For one crazy reason or another, I decided to attend college in the Inland Empire, away from my home near the ocean. I was born and raised in Orange County, and each summer would be filled with prominent tan lines, s'more making bonfires, and car trunks full of sand. I took the cool sea breeze for granted, and once I moved only a few miles inland where the air stayed still, I finally realized what I had taken for granted.

Don't get me wrong, I loved my college days. Yet, compared to Orange County the summers in Riverside were hotter, drier, and much more miserable without proper cooling. I would remember, after a rainfall, how green and lush the wild plants would be in Box Springs reserve and then once the heat wave kicked in, the whole landscape dried to tan dust. The dust eventually got to me. My eczema broke in full force and I had to make it a religion to moisturize my skin.

I never stayed in one place for long. Every 9 months I would be moving; either back home to Orange County or to another apartment complex with different roommates. For the first three summers I dreaded moving back to my parents after my academic year was done. After I had my first stable job, I spent my sophomore-junior summer at home and it was ultimately the last I had there.

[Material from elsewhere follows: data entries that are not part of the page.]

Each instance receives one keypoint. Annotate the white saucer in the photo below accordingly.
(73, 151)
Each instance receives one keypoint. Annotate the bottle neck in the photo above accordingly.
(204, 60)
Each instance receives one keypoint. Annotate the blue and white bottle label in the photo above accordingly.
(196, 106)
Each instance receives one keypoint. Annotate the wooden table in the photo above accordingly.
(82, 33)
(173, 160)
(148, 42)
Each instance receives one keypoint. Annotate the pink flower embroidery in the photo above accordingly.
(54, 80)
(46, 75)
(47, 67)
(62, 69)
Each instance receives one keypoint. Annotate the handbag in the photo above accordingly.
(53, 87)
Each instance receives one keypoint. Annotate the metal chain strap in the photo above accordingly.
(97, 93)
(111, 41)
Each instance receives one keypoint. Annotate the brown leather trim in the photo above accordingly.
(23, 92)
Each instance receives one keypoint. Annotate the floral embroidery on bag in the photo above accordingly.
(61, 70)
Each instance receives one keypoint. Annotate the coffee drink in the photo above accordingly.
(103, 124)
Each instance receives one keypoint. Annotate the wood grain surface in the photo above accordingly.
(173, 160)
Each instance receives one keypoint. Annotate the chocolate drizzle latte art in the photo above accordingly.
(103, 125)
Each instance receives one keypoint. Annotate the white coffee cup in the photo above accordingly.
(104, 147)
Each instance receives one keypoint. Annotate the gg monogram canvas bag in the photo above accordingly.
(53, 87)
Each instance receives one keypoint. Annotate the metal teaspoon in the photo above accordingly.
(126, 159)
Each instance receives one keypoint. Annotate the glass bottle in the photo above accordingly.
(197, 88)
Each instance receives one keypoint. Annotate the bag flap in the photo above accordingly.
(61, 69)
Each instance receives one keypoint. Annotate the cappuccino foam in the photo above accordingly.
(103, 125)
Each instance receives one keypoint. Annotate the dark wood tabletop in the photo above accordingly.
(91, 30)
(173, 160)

My first summer in Riverside was fantastic. I had the apartment virtually all to myself and an absent roommate. It was funny...even though I lived with her for a few nights she finally just disappeared and kept on paying rent up until the end of summer. I figured that her parents must be very rich. But in mid-June, the AC broke down. I wasn't a heavy AC there was a public pool right across the street with a diving board. But then, I began to feel the pain.

Imagine living in 100 degree weather with no AC. I found out cheaper alternatives to keep myself cool, but I ended up borrowing my mother's box fan to make myself comfortable. I loved that box fan. It had years of tear and abuse put onto it; from kicking it down and grimy knobs.

I realize now that college students can really benefit from portable AC units and fans. I know, firsthand, how college living was like...and it was impossible to stay in one place at any given time. I told myself if there was anyone I knew heading off to college, my first gift to them would be a fan.